Consider simple code snippet below

public int Sum(int a, int b) {
    Random rnd = new Random();
    return rnd.Next(1, 10);
}

This code will return random output for same given set of inputs - however it does not have any side effect.

The overall effect of both the points #1 & #2 you mentioned when combined together means : At any point of time if function Sum with same i/p is replaced with its result in a program, overall meaning of program does not change. This is nothing but Referential transparency.

Problem with FP definitions is that they are very artificial. Each evaluation/calculation has side-effects on the evaluator. It's theoretically true.
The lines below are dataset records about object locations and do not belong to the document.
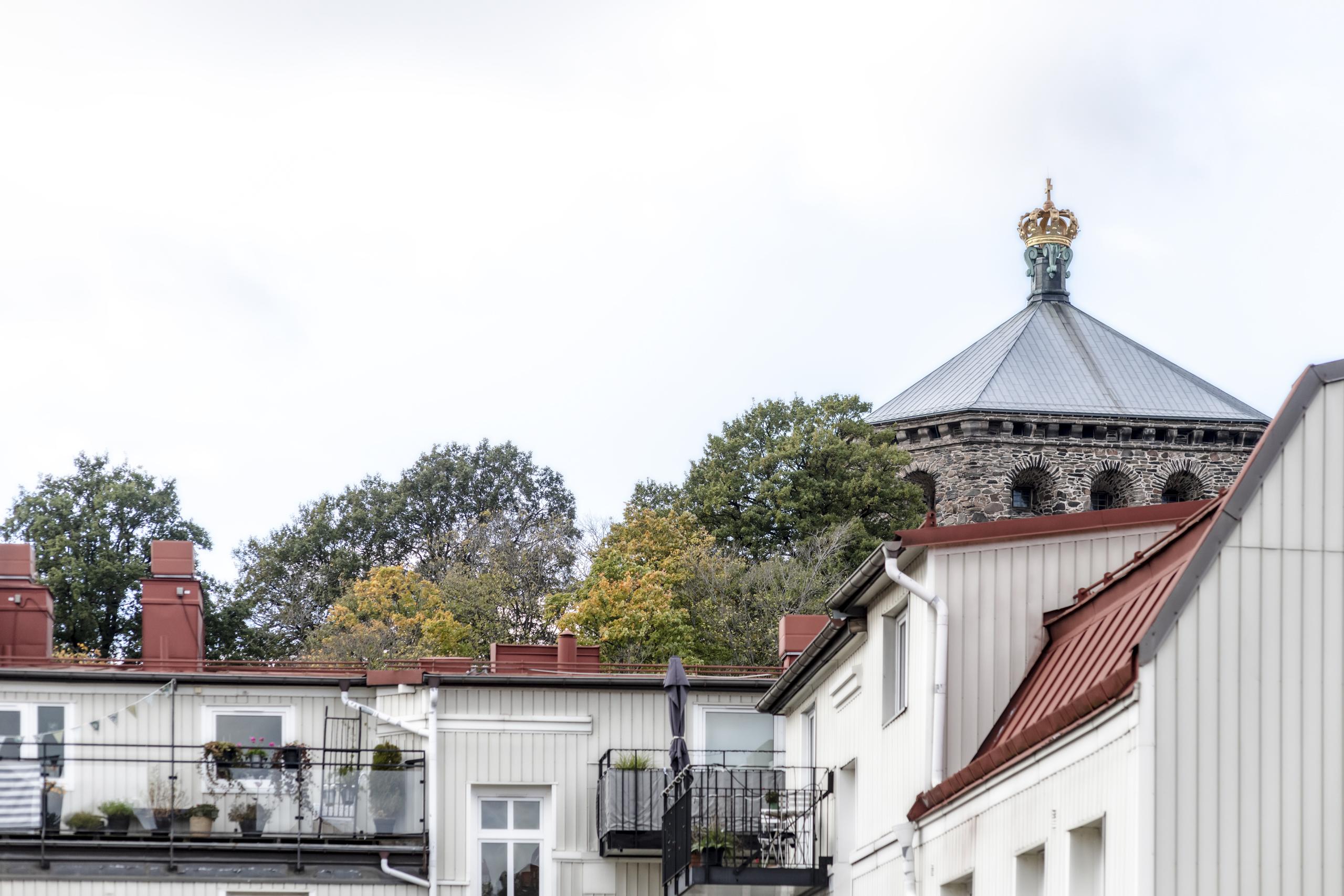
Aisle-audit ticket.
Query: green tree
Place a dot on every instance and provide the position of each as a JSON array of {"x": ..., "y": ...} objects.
[
  {"x": 788, "y": 471},
  {"x": 92, "y": 531},
  {"x": 393, "y": 614},
  {"x": 456, "y": 513},
  {"x": 632, "y": 601}
]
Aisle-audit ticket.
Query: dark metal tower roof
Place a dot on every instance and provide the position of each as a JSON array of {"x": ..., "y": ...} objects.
[{"x": 1052, "y": 358}]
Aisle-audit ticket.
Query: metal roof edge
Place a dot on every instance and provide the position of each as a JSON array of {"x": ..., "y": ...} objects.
[{"x": 1244, "y": 489}]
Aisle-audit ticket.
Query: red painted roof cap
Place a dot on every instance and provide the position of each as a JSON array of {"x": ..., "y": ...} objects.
[
  {"x": 18, "y": 561},
  {"x": 172, "y": 558}
]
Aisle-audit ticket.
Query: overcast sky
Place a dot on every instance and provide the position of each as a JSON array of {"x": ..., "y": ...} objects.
[{"x": 268, "y": 249}]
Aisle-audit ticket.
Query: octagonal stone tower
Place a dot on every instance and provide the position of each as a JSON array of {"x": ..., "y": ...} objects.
[{"x": 1053, "y": 412}]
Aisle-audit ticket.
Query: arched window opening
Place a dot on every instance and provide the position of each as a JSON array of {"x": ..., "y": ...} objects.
[
  {"x": 928, "y": 484},
  {"x": 1109, "y": 489},
  {"x": 1183, "y": 486},
  {"x": 1030, "y": 491}
]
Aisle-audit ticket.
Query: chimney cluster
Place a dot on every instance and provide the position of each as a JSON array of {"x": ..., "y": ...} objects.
[
  {"x": 172, "y": 612},
  {"x": 25, "y": 608}
]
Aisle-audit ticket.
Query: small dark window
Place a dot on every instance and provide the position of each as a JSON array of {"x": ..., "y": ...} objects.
[
  {"x": 1182, "y": 486},
  {"x": 1102, "y": 499}
]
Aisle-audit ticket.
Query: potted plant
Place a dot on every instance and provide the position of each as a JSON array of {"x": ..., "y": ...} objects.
[
  {"x": 221, "y": 757},
  {"x": 56, "y": 800},
  {"x": 711, "y": 844},
  {"x": 164, "y": 805},
  {"x": 203, "y": 818},
  {"x": 119, "y": 813},
  {"x": 250, "y": 818},
  {"x": 631, "y": 794},
  {"x": 386, "y": 786},
  {"x": 291, "y": 757},
  {"x": 85, "y": 821}
]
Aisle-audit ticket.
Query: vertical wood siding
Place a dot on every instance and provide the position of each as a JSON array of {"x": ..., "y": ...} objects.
[
  {"x": 996, "y": 599},
  {"x": 984, "y": 837},
  {"x": 1251, "y": 690},
  {"x": 563, "y": 762}
]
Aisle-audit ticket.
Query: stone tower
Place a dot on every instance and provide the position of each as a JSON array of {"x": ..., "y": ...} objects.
[{"x": 1053, "y": 412}]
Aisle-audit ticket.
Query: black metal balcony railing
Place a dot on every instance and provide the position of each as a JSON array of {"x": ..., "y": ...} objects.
[
  {"x": 750, "y": 827},
  {"x": 170, "y": 798},
  {"x": 631, "y": 785}
]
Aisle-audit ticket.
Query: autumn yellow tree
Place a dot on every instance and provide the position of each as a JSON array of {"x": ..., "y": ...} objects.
[
  {"x": 629, "y": 602},
  {"x": 390, "y": 614}
]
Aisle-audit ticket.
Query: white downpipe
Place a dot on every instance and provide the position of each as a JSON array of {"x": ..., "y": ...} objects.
[
  {"x": 401, "y": 875},
  {"x": 940, "y": 667},
  {"x": 430, "y": 734}
]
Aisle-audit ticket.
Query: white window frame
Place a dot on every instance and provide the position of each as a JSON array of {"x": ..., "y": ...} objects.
[
  {"x": 896, "y": 666},
  {"x": 29, "y": 729},
  {"x": 480, "y": 835},
  {"x": 702, "y": 710},
  {"x": 810, "y": 736},
  {"x": 207, "y": 726}
]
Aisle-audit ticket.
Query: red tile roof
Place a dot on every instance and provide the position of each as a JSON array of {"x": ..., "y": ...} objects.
[{"x": 1089, "y": 660}]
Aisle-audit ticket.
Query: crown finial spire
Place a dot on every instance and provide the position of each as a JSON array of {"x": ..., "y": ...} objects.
[{"x": 1049, "y": 233}]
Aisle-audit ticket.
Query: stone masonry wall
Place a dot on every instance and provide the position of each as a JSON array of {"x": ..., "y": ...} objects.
[{"x": 973, "y": 476}]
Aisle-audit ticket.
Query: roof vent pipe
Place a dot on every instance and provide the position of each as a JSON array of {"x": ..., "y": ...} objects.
[{"x": 940, "y": 664}]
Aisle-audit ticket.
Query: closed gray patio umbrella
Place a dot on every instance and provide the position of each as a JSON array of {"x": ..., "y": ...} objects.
[{"x": 678, "y": 687}]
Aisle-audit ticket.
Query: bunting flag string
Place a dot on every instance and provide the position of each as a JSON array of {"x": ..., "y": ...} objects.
[{"x": 97, "y": 724}]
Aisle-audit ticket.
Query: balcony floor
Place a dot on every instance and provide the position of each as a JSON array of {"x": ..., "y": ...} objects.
[{"x": 722, "y": 880}]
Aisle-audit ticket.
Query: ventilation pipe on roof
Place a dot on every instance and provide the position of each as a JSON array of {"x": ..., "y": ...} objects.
[
  {"x": 430, "y": 734},
  {"x": 940, "y": 664}
]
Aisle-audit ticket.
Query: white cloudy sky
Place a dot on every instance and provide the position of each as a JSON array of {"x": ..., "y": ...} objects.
[{"x": 268, "y": 249}]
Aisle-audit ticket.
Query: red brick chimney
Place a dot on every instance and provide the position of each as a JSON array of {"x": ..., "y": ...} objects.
[
  {"x": 568, "y": 652},
  {"x": 796, "y": 633},
  {"x": 25, "y": 609},
  {"x": 172, "y": 633}
]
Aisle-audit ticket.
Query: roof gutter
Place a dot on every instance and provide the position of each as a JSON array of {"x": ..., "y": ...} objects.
[{"x": 939, "y": 736}]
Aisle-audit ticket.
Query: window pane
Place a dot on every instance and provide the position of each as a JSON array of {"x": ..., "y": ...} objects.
[
  {"x": 252, "y": 733},
  {"x": 740, "y": 738},
  {"x": 50, "y": 722},
  {"x": 494, "y": 815},
  {"x": 527, "y": 870},
  {"x": 527, "y": 815},
  {"x": 10, "y": 734},
  {"x": 494, "y": 870}
]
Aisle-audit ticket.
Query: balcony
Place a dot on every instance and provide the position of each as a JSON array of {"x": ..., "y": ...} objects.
[
  {"x": 166, "y": 805},
  {"x": 631, "y": 785},
  {"x": 766, "y": 829}
]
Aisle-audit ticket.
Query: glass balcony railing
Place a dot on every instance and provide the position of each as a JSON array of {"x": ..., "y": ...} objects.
[{"x": 214, "y": 796}]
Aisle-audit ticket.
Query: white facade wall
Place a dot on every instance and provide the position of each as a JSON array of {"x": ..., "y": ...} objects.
[
  {"x": 1081, "y": 782},
  {"x": 542, "y": 738},
  {"x": 1249, "y": 721},
  {"x": 996, "y": 596}
]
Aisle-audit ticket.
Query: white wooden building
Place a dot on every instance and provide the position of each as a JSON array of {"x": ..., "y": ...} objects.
[
  {"x": 1175, "y": 727},
  {"x": 505, "y": 804}
]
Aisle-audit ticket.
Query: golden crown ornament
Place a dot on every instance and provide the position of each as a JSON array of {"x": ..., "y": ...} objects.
[
  {"x": 1049, "y": 233},
  {"x": 1047, "y": 225}
]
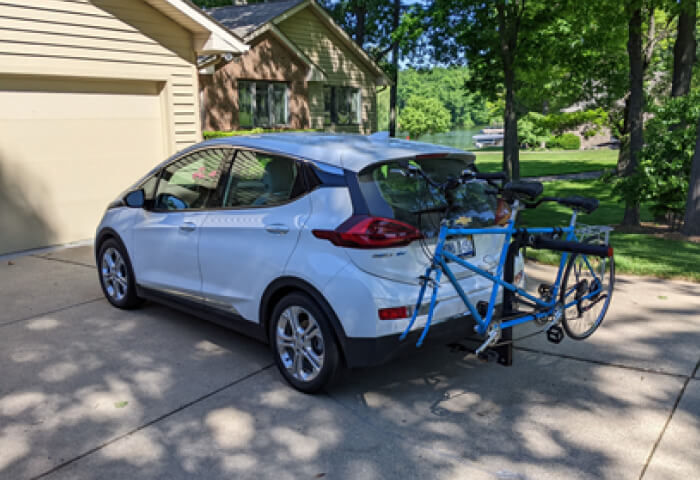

A deny of this shows only that FP apologists ignore philosophy and logic: an "evaluation" means changing of the state of some intelligent environment (machine, brain, etc). This is the nature of the evaluation process. No changes - no "calculi". The effect can be very visible: heating the CPU or its failure, shutting down the motherboard in case of overheating, and so on.

When you talk about referential transparency, you should understand that information about such transparency is available for human as a creator of the whole system and holder of semantical information and may be not available for the compiler. For example, a function can read some external resource and it will have IO monad in its signature but it will return the same value all the time (for example, the result of current_year > 0). The compiler does not know that function will return always the same result, so the function is impure but has referentially transparent property and can be substituted with True constant.

So, to avoid such inaccuracy, we should distinguish mathematical functions and "functions" in programming languages. Functions in Haskell are always impure and definition of purity related to them is always very conditionally: they are running on real hardware with real side-effects and physical properties, which is wrong for mathematical functions. This means that the example with "printf" function is totally incorrect.

But not all mathematical functions are pure too: each function which has t (time) as a parameter may be impure: t holds all effects and stochastic nature of the function: in common case you have input signal and have not idea about actual values, it can be even a noise.